そのため、企業は屋根上に遮熱シートを取り付けたり、スポットエアコンを配置したりすることで労働環境が改善した事例があります。
作業の効率化
労働力が不足していても、1人当たり負担を抑えた作業の効率化ができれば物流センターの課題を解決できます。
例えばシステムを導入すればスピーディな業務が可能になり、生産性が向上しやすいです。
自動仕分けシステム、倉庫内作業管理システムなどの導入により、誰が働いても一定水準の業務の確保ができるようになります。
繁忙期で作業量が増えた場合は、システムで適切な配置を提案したり、人材派遣会社の利用で人員を増やしたりする方法が効果的です。
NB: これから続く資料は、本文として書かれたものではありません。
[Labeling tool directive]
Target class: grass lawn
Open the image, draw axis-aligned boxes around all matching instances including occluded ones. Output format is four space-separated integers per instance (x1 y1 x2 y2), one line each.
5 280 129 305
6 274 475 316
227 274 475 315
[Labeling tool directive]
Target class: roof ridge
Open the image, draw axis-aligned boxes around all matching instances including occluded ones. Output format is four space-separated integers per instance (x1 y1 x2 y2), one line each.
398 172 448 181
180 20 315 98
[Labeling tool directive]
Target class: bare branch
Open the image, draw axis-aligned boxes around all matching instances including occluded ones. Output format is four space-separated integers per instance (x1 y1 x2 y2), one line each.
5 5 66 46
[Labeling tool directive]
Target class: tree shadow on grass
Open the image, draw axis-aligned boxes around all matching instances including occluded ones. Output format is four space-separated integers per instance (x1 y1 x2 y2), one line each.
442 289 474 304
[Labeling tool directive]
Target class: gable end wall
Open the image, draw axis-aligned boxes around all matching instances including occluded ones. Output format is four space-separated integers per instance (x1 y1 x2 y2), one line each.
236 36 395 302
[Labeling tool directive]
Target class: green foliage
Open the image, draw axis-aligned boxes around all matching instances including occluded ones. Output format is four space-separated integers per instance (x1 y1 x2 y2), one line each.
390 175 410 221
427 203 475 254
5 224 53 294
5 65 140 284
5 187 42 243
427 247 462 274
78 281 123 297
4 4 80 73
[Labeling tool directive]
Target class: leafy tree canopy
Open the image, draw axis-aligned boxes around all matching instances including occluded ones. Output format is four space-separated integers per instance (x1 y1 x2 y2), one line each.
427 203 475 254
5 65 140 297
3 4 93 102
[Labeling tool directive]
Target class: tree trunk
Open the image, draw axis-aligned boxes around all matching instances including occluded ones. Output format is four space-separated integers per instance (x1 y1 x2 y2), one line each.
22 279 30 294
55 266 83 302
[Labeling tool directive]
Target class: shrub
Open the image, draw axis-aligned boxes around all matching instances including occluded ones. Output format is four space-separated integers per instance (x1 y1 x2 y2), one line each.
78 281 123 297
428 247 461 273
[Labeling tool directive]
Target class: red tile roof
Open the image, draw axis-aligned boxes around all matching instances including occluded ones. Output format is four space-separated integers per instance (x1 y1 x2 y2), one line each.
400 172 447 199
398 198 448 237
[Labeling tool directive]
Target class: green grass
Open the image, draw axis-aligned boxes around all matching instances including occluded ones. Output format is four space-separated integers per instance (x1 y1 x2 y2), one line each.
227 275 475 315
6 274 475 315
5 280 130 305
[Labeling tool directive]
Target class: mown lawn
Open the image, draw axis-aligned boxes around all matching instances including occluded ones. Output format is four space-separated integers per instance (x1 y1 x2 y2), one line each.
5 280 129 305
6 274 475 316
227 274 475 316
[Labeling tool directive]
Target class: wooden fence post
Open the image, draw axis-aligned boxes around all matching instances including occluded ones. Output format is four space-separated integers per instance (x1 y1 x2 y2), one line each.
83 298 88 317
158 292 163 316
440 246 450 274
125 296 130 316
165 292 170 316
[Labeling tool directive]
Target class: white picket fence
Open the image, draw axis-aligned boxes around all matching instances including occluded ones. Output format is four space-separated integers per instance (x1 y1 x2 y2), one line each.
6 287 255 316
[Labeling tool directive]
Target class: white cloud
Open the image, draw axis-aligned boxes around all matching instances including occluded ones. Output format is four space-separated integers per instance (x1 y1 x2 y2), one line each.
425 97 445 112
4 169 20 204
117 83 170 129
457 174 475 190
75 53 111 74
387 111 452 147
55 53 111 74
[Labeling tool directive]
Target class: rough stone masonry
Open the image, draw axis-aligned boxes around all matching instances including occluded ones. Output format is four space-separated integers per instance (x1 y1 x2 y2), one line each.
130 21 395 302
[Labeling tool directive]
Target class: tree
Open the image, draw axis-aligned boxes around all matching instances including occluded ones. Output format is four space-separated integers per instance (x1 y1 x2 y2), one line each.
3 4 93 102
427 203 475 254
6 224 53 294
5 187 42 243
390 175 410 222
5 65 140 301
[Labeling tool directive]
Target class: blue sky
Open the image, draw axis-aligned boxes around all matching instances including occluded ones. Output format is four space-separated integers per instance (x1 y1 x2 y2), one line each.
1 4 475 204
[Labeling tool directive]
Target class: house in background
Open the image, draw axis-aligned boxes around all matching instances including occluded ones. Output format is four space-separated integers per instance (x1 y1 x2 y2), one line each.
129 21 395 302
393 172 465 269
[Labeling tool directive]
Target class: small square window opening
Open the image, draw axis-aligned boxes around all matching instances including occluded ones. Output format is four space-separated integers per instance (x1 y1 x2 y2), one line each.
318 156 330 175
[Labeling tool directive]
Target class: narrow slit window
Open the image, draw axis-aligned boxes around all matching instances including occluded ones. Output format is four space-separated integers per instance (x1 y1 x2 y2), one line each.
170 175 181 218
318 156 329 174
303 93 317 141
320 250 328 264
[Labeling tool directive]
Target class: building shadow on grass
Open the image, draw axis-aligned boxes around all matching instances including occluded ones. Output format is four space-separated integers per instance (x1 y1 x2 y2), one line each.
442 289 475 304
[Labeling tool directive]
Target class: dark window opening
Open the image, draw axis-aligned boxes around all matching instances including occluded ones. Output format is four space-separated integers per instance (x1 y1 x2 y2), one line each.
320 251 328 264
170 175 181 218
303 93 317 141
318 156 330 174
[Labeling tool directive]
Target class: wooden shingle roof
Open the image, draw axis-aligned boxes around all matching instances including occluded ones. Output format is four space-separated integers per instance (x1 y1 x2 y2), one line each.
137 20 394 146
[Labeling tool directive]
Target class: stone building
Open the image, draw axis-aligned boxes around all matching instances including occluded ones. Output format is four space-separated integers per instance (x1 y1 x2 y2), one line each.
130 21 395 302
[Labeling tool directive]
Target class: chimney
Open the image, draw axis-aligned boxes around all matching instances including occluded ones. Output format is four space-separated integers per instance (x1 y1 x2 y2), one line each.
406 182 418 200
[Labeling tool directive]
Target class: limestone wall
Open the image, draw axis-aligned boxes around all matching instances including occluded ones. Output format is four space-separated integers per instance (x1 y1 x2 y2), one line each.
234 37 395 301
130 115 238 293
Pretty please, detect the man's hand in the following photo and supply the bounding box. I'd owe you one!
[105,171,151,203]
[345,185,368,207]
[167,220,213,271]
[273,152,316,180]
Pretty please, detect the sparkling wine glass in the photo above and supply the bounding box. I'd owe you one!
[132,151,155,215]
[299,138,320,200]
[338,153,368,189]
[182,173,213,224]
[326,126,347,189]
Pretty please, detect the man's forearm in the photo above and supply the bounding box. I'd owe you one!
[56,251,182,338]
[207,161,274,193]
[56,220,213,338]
※自動仕分けシステム:倉庫業務内における商品の入荷や出荷などの仕分けを自動で行うシステム
※倉庫内作業管理システム:倉庫業務内における作業を一元管理できるシステム
まとめ
物流センターは商品を入荷してから出荷するまでの業務を行っている施設で、主に7つの業務で構成されています。
何の目的でどこに設立するのかは、立地や業務、アクセスなどの周辺情報を把握して判断しなければなりません。
物流センターの設立後に働く従業員の良好な労働環境を確保するために、業務の効率化に必要な改善をしていく必要があります。